Would a change in approach reduce damage to health?

It is difficult to say with certainty that reforming drug laws would decrease the health risks associated with illicit drug use, but there is no denying that the current approach is failing to prevent the deaths of many thousands of people each year.

Estimates suggest that in California -- where cannabis is now legally accessible to people with cancer, AIDS and other chronic illnesses when approved by a doctor -- an extra $1.3 billion would be generated each year in tax revenue if cannabis were to be made legal for non-medical purposes. Some estimates suggest that it could save a further $1 billion a year by eliminating arrests, prosecutions and imprisonment of non-violent offenders.

However, any change would not alter the direct health risks associated with its use.

Regulation and control may help reduce the health hazards associated with adulteration and injection of toxic substances and there is evidence that a change in approach might help reduce blood-borne disease transmission among those who inject drugs. But whether it would reduce the likelihood of overdose remains uncertain, and it is unlikely to reduce addiction.

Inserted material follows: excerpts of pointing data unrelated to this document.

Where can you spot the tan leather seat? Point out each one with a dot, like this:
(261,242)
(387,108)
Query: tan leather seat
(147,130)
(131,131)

Ultimately, applying a public health focus to tackling drugs might reduce some health concerns associated with illicit use but implementing an approach based upon it would be difficult.

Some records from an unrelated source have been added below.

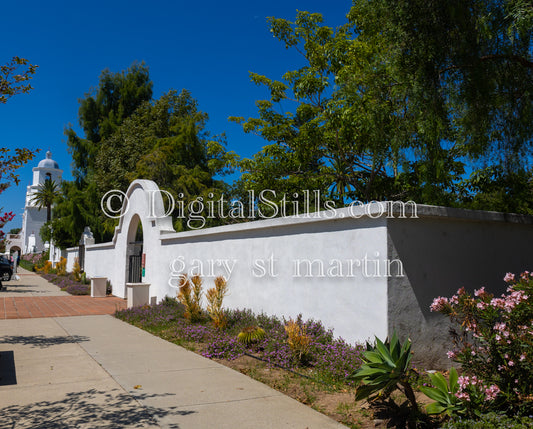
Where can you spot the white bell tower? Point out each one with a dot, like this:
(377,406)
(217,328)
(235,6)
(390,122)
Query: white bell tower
(33,218)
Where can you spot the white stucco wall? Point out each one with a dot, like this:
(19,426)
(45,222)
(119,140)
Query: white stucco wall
(71,254)
(354,304)
(439,251)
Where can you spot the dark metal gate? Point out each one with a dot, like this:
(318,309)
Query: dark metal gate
(81,256)
(135,269)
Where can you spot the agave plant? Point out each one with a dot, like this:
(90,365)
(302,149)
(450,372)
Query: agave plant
(251,335)
(444,394)
(385,368)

Whatever change takes place, it should not promote the normalization of drug use. Shifting away from the prohibition approach -- whether towards decriminalization while continuing to pursue drug-related organized crime, or towards legalization and regulation of drugs -- would shift responsibility to the health sector. But could the public health sector cope? Such an approach would create a significant challenge for policy-makers.

Educating young people about the dangers of taking drugs is also important.

However, one argument put forward to justify a change in approach is that the way in which we classify drugs bears almost no relation to their relative degrees of harmfulness to health, and that legal substances such as tobacco and alcohol cause more deaths per year than illicit drugs. There is no denying that the many different ways of classifying the harmfulness of drugs, compiled by many different sets of people, only further adds to the confusion.

As the former British government drugs adviser Professor David Nutt suggests: 'Children are much smarter than politicians. We need to tell them the truth, not lies about how deadly drugs are. This is not something that can be done overnight. It will take generations.'

Professor Nutt put the issues in clearer context when he stated in 2009 that statistically, alcohol and tobacco are more dangerous than LSD -- food for thought as we think through the implications of changes in the war on drugs.